The solicitation is not a request for bids or a promise of business. It is—so far, at least—just an invitation for companies to provide information and a look at the state of the art in 21st-century ship surface preparation technologies.
Portability, Safety
The Navy wants nimbler, lighter, cleaner methods.
“The primary objective would be to stress technology that can be made portable (backpack wearable or on wheels) and easy for sailors to operate, with all units utilizing a handheld coating removal / surface preparation device and, where feasible, may incorporate a protective vacuum cone or shroud for both collection of hazardous waste and isolation of particles from contact with sailors and ship systems,” the solicitation says.
“Technologies do not have to be presently at such a readiness level for shipboard implementation but have an identifiable, realistic path.”
Mundane and Archaic
The solicitation calls corrosion-related surface preparation and repair on Navy ships “a time-consuming and mundane task for many sailors.”

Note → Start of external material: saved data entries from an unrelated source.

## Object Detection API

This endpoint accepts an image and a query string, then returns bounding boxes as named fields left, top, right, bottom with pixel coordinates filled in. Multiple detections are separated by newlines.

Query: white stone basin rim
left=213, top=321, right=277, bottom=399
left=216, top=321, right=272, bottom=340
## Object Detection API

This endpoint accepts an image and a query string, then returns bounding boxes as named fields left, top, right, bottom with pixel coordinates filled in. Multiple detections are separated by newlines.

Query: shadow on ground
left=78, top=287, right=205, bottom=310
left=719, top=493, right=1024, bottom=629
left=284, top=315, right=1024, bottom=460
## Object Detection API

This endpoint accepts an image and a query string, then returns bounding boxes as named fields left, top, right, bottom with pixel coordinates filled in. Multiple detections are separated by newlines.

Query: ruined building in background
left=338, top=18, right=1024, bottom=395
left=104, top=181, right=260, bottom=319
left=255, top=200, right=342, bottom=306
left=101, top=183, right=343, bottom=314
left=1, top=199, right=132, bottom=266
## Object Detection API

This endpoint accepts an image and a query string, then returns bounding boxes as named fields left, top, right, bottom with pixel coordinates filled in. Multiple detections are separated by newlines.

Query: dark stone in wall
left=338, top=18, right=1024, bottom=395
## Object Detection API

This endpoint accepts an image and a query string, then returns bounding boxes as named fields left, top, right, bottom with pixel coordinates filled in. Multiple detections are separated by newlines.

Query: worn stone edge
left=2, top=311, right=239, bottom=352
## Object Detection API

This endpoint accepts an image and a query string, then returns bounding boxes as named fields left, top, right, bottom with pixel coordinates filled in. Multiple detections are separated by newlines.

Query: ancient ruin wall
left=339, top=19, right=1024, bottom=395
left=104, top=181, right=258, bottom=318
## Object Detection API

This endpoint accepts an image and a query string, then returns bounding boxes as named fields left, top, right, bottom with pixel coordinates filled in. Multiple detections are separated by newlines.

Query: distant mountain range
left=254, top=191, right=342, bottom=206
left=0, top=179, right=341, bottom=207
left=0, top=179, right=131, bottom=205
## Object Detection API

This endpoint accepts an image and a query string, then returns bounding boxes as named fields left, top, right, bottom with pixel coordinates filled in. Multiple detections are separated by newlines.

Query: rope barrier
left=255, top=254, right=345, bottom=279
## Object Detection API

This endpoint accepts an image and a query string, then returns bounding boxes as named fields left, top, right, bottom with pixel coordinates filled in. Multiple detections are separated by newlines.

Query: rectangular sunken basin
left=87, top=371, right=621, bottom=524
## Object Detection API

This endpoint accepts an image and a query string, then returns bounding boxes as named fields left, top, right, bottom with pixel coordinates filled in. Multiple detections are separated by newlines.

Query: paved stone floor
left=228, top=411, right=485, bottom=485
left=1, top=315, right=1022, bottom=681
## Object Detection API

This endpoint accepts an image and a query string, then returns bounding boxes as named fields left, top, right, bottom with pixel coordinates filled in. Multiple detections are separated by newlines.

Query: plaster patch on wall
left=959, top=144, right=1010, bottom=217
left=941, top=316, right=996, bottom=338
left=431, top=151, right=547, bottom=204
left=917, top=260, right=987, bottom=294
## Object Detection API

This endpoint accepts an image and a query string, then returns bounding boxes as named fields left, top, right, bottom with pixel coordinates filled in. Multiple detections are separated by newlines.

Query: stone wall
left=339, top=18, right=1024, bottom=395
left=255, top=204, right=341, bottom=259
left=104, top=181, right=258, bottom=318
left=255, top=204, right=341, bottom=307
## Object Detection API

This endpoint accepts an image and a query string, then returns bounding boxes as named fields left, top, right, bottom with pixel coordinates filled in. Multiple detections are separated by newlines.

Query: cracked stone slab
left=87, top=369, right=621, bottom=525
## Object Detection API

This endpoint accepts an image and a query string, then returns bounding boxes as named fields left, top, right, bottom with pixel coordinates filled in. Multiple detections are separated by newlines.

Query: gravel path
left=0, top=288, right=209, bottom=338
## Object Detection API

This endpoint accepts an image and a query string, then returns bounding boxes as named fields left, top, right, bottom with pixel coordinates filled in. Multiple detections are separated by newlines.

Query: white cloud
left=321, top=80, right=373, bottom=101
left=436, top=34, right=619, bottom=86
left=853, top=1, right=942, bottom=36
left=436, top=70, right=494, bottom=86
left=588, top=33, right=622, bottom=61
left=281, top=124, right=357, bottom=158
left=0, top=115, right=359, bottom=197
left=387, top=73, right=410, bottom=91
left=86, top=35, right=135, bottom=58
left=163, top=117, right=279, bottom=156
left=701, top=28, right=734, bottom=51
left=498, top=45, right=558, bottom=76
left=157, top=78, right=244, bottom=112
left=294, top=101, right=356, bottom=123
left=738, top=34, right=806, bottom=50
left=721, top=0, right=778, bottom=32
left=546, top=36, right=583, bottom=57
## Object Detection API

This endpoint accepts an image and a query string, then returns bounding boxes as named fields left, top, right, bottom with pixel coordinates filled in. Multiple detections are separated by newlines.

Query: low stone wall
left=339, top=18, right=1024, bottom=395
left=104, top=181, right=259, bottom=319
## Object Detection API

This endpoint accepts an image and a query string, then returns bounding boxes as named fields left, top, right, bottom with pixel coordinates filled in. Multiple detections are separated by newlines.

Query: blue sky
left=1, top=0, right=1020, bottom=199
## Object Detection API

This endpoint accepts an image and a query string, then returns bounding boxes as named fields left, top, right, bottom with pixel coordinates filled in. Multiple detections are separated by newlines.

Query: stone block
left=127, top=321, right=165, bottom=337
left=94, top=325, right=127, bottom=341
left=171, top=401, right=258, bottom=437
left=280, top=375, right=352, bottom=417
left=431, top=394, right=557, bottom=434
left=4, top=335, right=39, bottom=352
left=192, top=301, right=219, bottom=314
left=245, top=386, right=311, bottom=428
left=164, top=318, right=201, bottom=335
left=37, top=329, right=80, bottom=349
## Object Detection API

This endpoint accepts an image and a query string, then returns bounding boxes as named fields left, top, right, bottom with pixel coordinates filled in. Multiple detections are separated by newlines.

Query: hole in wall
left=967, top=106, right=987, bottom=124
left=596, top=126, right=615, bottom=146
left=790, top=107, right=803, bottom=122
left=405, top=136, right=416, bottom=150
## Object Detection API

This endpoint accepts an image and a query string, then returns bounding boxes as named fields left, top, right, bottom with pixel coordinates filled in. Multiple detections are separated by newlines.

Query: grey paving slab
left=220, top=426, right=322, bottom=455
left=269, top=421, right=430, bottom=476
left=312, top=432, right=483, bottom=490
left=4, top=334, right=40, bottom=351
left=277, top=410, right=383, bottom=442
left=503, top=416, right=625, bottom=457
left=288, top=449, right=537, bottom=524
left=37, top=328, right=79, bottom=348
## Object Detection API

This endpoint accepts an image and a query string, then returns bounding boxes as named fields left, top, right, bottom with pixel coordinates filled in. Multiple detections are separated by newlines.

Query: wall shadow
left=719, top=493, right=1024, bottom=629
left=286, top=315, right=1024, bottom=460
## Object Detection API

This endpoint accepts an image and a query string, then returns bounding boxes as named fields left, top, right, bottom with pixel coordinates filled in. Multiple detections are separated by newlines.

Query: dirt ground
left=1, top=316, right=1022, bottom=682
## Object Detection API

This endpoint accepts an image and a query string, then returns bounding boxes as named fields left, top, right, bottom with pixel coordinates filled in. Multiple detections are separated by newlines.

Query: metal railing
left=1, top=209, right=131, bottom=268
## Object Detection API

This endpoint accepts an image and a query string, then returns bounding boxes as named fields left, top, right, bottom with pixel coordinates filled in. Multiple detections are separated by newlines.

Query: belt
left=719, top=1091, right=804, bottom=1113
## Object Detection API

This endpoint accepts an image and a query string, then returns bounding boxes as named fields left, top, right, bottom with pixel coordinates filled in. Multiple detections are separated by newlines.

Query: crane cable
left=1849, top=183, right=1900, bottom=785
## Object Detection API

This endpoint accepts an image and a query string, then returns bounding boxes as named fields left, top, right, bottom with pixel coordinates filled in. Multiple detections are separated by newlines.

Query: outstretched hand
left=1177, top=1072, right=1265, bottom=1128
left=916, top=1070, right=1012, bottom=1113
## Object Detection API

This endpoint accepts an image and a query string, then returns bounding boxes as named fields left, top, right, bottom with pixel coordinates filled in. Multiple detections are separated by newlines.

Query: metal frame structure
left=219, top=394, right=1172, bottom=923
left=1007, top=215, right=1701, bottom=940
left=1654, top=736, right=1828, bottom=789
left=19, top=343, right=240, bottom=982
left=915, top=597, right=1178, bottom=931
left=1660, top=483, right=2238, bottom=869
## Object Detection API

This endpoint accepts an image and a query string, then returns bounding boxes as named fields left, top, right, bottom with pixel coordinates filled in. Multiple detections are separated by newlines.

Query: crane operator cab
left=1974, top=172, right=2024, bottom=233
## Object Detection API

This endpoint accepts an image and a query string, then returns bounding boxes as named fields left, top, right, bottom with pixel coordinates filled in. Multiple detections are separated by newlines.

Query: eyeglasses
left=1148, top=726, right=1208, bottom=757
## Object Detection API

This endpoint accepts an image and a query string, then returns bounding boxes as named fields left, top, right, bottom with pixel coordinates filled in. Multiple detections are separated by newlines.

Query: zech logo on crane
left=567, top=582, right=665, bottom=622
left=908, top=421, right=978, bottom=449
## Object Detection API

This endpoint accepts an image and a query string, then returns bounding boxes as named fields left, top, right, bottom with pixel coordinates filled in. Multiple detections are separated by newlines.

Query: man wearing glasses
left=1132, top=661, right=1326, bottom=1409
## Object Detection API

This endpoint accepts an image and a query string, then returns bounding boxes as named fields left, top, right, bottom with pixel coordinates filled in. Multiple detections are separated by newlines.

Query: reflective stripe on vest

The job typically requires “archaic mechanical tools (e.g., needle guns, chipping hammers and metal grinders) to remove areas of coatings, rust and salt with the goal of generating a clean and corrosion-free metal surface.”
But mundane does not mean unimportant, the Navy notes. To the contrary, it cites information by both SSPC and NACE in declaring poor or improper surface preparation “the major cause for premature coating failure.”